We Are Better Than This fundamentally reframes budget debates in the United States. Author Edward D. Kleinbard explains how the public’s preoccupation with tax policy alone has
obscured any understanding of government’s ability to complement the private sector through investment and insurance programs that enhance the general welfare and prosperity of our society at
large.
He argues that when we choose how government should spend and tax, we open a window into our "fiscal soul," because those choices are the means by which we express the values we cherish and the
regard in which we hold our fellow citizens.

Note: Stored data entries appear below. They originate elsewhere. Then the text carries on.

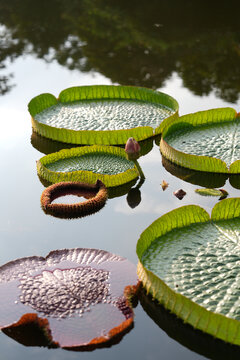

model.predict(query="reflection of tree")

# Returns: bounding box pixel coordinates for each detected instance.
[0,26,24,94]
[1,0,240,101]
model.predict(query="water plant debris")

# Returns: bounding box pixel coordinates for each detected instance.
[161,180,169,191]
[173,189,186,200]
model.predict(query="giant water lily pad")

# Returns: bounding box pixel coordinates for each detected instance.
[160,108,240,173]
[28,85,178,145]
[137,198,240,345]
[140,290,240,360]
[37,145,140,187]
[0,248,138,350]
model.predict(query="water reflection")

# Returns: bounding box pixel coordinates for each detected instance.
[31,131,80,155]
[126,178,144,208]
[162,156,229,188]
[2,312,134,351]
[140,289,240,360]
[31,128,154,156]
[1,0,240,101]
[162,154,240,190]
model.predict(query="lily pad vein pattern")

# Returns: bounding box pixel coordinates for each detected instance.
[46,153,135,175]
[35,99,174,131]
[165,120,240,167]
[142,218,240,320]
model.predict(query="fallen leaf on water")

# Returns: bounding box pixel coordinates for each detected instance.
[0,248,139,351]
[161,180,169,191]
[195,188,228,200]
[173,189,186,200]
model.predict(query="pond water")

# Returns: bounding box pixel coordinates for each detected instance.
[1,1,240,359]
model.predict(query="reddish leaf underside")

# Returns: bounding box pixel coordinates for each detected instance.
[0,248,138,350]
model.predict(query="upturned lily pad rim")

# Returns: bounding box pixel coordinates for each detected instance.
[139,289,240,360]
[160,107,240,174]
[137,198,240,345]
[0,247,138,350]
[28,85,179,145]
[37,145,140,188]
[40,180,108,219]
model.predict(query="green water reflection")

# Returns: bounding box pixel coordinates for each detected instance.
[1,0,240,101]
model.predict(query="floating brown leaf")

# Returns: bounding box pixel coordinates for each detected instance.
[0,248,138,350]
[161,180,169,191]
[173,189,186,200]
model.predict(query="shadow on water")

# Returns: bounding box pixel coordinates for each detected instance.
[161,155,229,188]
[1,0,240,101]
[31,131,153,157]
[139,289,240,360]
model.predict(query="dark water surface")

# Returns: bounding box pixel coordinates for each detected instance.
[1,1,240,359]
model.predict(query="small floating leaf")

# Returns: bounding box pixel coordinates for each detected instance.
[137,198,240,345]
[0,248,138,350]
[173,189,186,200]
[37,145,140,187]
[161,180,169,191]
[28,85,178,145]
[195,188,228,198]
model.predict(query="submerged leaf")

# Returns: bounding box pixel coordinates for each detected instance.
[0,248,138,350]
[28,85,178,145]
[137,198,240,345]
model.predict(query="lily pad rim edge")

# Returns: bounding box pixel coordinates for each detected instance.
[136,198,240,345]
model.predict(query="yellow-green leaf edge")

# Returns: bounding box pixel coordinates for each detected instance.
[28,85,179,145]
[137,198,240,345]
[160,108,240,174]
[37,145,140,187]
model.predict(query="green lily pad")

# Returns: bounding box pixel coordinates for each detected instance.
[195,188,228,198]
[28,85,178,145]
[37,145,140,187]
[137,198,240,345]
[140,290,240,360]
[160,108,240,174]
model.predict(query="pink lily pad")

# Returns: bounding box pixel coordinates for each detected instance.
[0,248,138,350]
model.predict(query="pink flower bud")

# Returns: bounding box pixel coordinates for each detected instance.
[125,138,141,160]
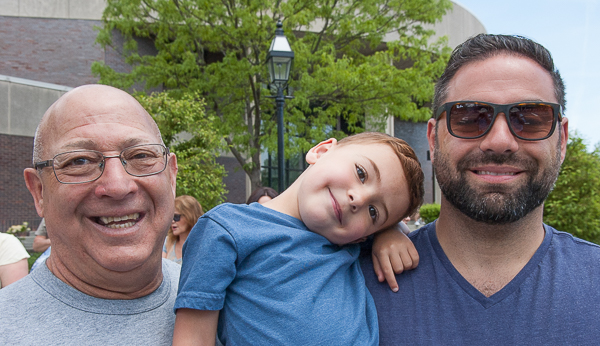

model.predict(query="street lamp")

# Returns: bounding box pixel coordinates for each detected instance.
[267,21,294,192]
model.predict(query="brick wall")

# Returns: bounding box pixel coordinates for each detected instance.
[0,133,41,232]
[0,16,104,87]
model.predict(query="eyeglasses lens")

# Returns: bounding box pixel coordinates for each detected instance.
[173,214,181,222]
[53,151,104,183]
[449,103,494,138]
[508,104,555,139]
[51,144,167,184]
[121,145,167,176]
[449,103,555,140]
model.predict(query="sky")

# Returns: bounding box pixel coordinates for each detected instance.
[454,0,600,148]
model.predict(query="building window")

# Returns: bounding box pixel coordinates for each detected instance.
[261,151,307,191]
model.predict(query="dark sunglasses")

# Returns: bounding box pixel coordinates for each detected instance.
[435,101,563,141]
[173,214,181,222]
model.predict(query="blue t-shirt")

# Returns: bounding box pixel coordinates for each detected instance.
[360,222,600,345]
[175,203,378,345]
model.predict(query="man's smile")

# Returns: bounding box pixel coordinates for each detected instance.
[96,213,141,229]
[474,170,517,176]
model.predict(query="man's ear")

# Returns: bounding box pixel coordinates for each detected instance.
[559,117,569,164]
[168,153,178,198]
[305,138,337,165]
[426,119,437,163]
[24,168,44,217]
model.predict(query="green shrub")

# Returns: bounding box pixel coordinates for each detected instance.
[27,252,42,270]
[420,203,441,224]
[544,133,600,244]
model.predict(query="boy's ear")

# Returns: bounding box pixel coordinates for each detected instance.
[426,118,436,163]
[305,138,337,165]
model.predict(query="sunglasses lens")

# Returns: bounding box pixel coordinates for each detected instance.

Though these values are being diminished by short-sighted decisions to starve government, strategic government spending can directly make citizens
happier, healthier, and even wealthier.
Expertly combining the latest economic research with his insider knowledge of the budget process into a simple yet compelling narrative, he unmasks the tax mythologies and false arguments that
too often dominate contemporary discourse about budget policies. Large quantities of comparative data are succinctly distilled to situate the United States among its peer countries, so that
readers can judge for themselves whether contemporary budget choices really reflect our aspirational fiscal soul.
Kleinbard’s presentation takes a multi-disciplinary approach, drawing on economics, finance, law, political science and moral philosophy. He uniquely weaves economic research and moral
philosophy together by emphasizing our welfare, not just our national income, and by contrasting the actual beliefs of Adam Smith, a great moral philosopher, with the cartoon version of the man
presented by proponents of the most extreme forms of private market triumphalism.